Zdarza się, że stawiając pierwszy krok na nieznanej łące, nie podejrzewasz jakie niespodzianki kryje i ile skarbów wyniesiesz z tej wycieczki.
Tak też było tym razem.
Wybraliśmy się w poszukiwaniu nowych terenów na botaniczne wyprawy i naprawdę nie spodziewałam się ujrzeć wiele więcej niż miętę nadwodną, połoniczniki albo łącznie.
Już jednak parę pierwszych kroków uświadomiło mi, że oto stoję przed rośliną, którą mam okazję widywać niezmiernie rzadko tam, gdzie mieszkamy.

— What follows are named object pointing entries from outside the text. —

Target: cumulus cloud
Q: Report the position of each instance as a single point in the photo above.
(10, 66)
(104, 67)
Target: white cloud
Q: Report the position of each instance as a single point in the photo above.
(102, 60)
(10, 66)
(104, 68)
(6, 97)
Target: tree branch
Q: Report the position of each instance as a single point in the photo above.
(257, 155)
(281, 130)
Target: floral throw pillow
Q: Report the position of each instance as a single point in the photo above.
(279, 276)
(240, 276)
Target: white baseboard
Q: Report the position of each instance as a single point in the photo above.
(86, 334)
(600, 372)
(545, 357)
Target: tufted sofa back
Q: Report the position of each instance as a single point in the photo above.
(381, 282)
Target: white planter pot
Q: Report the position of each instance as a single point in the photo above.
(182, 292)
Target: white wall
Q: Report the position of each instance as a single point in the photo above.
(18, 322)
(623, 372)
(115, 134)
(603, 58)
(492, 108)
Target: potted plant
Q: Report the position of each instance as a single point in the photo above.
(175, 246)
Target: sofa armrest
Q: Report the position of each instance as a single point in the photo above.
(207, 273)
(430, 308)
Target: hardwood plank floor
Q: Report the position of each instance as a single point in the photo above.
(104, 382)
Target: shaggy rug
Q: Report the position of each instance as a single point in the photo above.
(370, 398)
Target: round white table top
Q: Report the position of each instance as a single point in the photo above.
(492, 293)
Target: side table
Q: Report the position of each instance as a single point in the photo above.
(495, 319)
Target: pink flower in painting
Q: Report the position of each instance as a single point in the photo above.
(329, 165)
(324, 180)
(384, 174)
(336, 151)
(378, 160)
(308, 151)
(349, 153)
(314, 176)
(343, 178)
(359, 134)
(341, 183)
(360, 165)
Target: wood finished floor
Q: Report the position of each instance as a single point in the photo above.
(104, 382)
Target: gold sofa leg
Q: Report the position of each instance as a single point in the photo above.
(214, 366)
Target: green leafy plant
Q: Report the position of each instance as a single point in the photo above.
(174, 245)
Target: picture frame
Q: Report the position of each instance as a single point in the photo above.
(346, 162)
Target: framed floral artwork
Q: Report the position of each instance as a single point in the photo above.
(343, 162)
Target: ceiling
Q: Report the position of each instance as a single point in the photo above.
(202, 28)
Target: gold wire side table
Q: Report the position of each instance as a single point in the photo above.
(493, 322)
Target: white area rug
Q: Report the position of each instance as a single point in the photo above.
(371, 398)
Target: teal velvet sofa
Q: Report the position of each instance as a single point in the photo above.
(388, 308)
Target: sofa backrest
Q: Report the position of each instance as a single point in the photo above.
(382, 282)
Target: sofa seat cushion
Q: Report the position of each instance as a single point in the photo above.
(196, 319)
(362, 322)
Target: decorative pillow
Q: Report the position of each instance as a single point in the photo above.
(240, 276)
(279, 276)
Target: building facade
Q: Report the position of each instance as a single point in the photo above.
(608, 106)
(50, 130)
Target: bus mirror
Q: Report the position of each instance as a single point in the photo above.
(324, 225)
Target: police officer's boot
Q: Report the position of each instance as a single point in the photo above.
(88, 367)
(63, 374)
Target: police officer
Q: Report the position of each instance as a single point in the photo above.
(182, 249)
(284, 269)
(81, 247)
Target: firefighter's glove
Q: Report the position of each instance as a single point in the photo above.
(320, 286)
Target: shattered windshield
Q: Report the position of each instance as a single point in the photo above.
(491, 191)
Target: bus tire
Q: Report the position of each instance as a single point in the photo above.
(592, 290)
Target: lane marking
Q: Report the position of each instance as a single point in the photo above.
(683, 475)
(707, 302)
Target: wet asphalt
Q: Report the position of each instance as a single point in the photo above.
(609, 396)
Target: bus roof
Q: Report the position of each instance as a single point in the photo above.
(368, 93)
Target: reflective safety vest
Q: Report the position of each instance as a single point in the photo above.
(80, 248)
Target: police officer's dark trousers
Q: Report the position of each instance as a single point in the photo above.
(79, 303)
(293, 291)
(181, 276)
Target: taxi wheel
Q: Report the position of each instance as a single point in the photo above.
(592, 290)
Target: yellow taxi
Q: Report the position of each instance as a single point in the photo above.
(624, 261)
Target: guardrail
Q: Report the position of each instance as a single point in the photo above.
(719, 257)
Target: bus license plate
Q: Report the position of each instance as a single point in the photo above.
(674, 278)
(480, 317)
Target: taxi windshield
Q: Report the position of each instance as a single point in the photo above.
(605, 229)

Jest półpasożytem, co w tym przypadku oznacza że pobiera z korzeni innych roślin rosnących obok wodę i inne substancje za pomocą specjalnych ssawek.
Przez rolników traktowany jest czasem jak chwast, ponieważ zdarza się że zarasta uprawy ozimych zbóż.
Jest niezwykle przydatnym ziółkiem. Ma silne właściwości przeciwzapalne, antybakteryjne, przeciwbólowe i przeciwreumatyczne. Znajdzie więc zastosowanie przy zapaleniu stawów, chorobach narządów płciowych, zapaleniach jamy ustnej czy problemach skórnych.
Najłatwiej jest go ususzyć i przygotowywać z niego napar (1 łyżka ziela na szklankę wody), a następnie pić (4 razy dziennie po 100 ml) lub stosować do okładów i przemywań.